Chapter 15- The Ruined

15.2K 338 5
  • 点播给 My Mom
                                    

I didn't exactly know which way to go when I walked out of Jerry's apartment building. I felt more heartbroken then I thought I would. I felt wrong. I felt defeated. I never felt like this before. There was the clog in my throat and I couldn't swallow when I felt like the tears were going to come. I backed myself against the brick wall as I pulled my cell phone out and dialed the number.

"Hello?" I heard from her, the lady who would know exactly on what to do.

"Hey, Mom?" I asked, holding back tears

"What's the matter, honey? What happened?" She asked, concerned.

"Mom, I need you to come tonight. Please." I begged, as I wiped my nose with the back of my hand. I felt like a little girl begging for her mom to come save her. And here I was, a grown woman begging on the streets of Boston. 

"I'll start packing my things." She said quickly

"Thanks, mom." I said to her as I sniffled again as I hung up the phone. Then I slowly made my way back to Symphony Street to my apartment.

Jerry's Point of View

I looked out the window to see the busy steet of the taxis, busses, cars, and people. I saw the waitors at outdoor restaurants. I saw two people run and hug each other as if they hadn't seen each other in years. I saw one taxi beep at a car because it was riding it's breaks. 

But really, I didn't see any of that. I just saw her. 

My anger was already at it's boiling point, but when I saw her backed up against the wall I knew she had been upset. She looked like she was about to cry when she walked out of my apartment and nothing had changed when she pulled out her cell phone to make a call to someone. 

I then got scared. Not because she was calling someone else, whoever that perseon may be. But I was scared because what if I had lost the one thing that I had wanted so much for so long, forever? 

She was everything I ever wanted and now look what I have done. 

I told her my feelings and insulted her. I breathed as the thought of going after her and telling her I was sorry and maybe grabbing her in my arms and say "I love you more than anything, and I don't want to let that go..." 

But I couldn't. 

But was it really that? No, I just wouldn't. 

Alexa's Point of View

My apartment was silent.

Lily was at work, she worked for the Fashion Magazine and wouldn't be home until four. 

I looked at the clock, it was only 12:30. I called in a sick day. 

In knew Jerry was home because he usually worked from home on Thursdays.

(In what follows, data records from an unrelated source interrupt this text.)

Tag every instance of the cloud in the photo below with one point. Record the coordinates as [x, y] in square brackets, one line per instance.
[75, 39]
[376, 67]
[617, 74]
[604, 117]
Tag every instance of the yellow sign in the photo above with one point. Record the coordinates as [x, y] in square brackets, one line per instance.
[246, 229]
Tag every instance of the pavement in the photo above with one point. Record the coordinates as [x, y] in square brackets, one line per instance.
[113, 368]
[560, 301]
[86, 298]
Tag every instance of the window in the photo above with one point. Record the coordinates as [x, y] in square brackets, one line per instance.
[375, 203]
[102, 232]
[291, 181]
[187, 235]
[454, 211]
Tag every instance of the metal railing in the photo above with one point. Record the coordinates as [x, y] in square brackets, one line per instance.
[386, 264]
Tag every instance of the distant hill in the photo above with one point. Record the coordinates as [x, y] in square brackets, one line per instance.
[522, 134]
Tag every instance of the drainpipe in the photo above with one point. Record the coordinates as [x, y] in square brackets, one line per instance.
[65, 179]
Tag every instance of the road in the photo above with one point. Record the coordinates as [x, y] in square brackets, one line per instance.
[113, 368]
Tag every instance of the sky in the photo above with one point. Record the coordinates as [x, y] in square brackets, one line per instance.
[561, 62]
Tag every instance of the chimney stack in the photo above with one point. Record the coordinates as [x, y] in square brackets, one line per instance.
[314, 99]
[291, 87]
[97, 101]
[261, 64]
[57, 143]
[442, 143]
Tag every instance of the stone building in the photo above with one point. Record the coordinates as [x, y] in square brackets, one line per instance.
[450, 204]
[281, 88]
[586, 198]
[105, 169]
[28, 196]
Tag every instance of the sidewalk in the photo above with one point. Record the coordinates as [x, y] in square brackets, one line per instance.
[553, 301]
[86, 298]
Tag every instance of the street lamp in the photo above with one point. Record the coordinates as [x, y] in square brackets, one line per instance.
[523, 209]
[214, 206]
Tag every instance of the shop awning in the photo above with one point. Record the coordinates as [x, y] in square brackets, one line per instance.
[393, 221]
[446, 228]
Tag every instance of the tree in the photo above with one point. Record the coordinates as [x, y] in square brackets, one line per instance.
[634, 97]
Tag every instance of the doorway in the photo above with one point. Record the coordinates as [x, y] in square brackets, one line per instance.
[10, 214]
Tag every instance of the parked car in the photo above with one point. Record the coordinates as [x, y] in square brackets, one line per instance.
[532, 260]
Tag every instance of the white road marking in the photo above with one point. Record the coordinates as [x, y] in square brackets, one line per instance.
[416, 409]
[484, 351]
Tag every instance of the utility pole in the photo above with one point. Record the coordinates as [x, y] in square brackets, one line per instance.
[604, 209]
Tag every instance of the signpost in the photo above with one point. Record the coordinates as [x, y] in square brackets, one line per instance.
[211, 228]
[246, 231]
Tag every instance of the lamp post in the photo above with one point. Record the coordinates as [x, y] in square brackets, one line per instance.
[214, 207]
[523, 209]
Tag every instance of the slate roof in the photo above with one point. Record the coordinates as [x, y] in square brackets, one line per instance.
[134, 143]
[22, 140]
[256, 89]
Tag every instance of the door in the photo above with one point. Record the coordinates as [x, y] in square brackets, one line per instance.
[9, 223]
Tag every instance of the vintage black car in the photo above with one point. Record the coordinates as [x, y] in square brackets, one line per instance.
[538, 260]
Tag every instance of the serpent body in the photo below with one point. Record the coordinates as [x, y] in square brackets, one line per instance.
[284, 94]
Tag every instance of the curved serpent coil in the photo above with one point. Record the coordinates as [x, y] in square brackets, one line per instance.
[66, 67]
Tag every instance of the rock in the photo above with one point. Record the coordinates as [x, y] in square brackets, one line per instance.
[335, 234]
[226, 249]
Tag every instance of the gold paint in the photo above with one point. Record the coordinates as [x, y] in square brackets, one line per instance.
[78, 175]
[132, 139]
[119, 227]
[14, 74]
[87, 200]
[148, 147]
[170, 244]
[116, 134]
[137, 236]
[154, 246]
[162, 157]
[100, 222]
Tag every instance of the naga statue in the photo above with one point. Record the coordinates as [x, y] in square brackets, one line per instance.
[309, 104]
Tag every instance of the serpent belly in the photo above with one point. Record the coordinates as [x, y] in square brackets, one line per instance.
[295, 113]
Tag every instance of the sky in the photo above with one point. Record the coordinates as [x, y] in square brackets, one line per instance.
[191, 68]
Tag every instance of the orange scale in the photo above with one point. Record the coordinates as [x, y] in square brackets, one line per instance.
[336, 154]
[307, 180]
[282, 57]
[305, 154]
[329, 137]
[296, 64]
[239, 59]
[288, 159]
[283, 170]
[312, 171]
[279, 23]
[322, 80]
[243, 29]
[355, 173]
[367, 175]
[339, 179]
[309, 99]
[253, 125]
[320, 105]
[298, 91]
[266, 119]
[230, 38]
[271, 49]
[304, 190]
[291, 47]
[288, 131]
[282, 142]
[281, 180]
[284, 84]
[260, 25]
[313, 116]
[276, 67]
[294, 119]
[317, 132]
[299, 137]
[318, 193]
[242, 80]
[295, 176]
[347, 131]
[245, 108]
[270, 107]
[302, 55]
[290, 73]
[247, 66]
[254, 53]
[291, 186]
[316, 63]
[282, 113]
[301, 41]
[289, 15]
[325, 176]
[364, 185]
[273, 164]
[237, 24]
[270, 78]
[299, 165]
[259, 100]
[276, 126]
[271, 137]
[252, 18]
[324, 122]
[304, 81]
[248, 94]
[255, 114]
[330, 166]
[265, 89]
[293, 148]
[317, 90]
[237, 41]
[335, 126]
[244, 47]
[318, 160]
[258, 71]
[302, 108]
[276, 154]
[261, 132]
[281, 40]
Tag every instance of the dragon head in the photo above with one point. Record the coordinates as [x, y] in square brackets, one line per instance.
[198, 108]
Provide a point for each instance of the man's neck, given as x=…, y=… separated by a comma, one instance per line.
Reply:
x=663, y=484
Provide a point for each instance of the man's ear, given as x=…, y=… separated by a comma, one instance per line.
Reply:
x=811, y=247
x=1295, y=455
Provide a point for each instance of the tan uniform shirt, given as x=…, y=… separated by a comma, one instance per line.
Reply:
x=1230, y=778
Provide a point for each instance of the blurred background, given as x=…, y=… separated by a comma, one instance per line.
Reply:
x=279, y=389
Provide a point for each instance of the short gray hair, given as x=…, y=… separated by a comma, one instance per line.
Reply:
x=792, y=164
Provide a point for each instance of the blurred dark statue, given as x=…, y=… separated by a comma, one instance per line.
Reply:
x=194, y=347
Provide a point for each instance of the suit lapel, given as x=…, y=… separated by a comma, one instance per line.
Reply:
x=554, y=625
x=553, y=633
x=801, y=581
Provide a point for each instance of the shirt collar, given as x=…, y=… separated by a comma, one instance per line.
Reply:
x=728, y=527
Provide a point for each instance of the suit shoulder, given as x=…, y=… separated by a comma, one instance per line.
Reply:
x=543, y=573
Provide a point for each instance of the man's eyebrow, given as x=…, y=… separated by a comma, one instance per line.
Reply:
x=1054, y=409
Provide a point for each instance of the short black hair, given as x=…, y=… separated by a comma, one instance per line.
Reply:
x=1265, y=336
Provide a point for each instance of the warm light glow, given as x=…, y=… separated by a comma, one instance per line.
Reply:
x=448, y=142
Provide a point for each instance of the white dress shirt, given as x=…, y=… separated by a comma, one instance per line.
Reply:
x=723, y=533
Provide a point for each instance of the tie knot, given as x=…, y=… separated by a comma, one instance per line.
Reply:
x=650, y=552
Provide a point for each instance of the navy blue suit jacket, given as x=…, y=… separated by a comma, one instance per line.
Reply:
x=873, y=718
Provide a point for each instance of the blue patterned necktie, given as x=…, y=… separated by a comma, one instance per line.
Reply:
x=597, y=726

I dropped my cell phone on the couch as I turned the television on and started flipping through channels. 

Nothing.

Well really, there was a lot. But I didn't see the titles, nor the movies. I didn't see the one hundred commercial for ProActiv or that exercise equipment from the guy with the long hair and bright neon pink shorts- that guy just doesn't seem right to me. But still, I didn't see any of it. I saw Jerry yelling at me about the truth. And the truth was, and the truth hurt. A lot. 

I put on the movie, Breakfast at Tiffany's and turned the volume up so I could hear it from the kitchen. I went to go make myself a cappuccino out of my one cup maker and I grabbed a Cliff organic energy bar out of the cabinet before I sat myself back down and watched Audrey Hepburn be the star she was with her beauty and class as I drank a coffee and ate with no beauty in my opinion. 

But that is what my day consisted of. Watching movies. 

But I wasn't exactly paying attention to the movies because everything brought me back to Jerry and Derek. Was it ever going to end?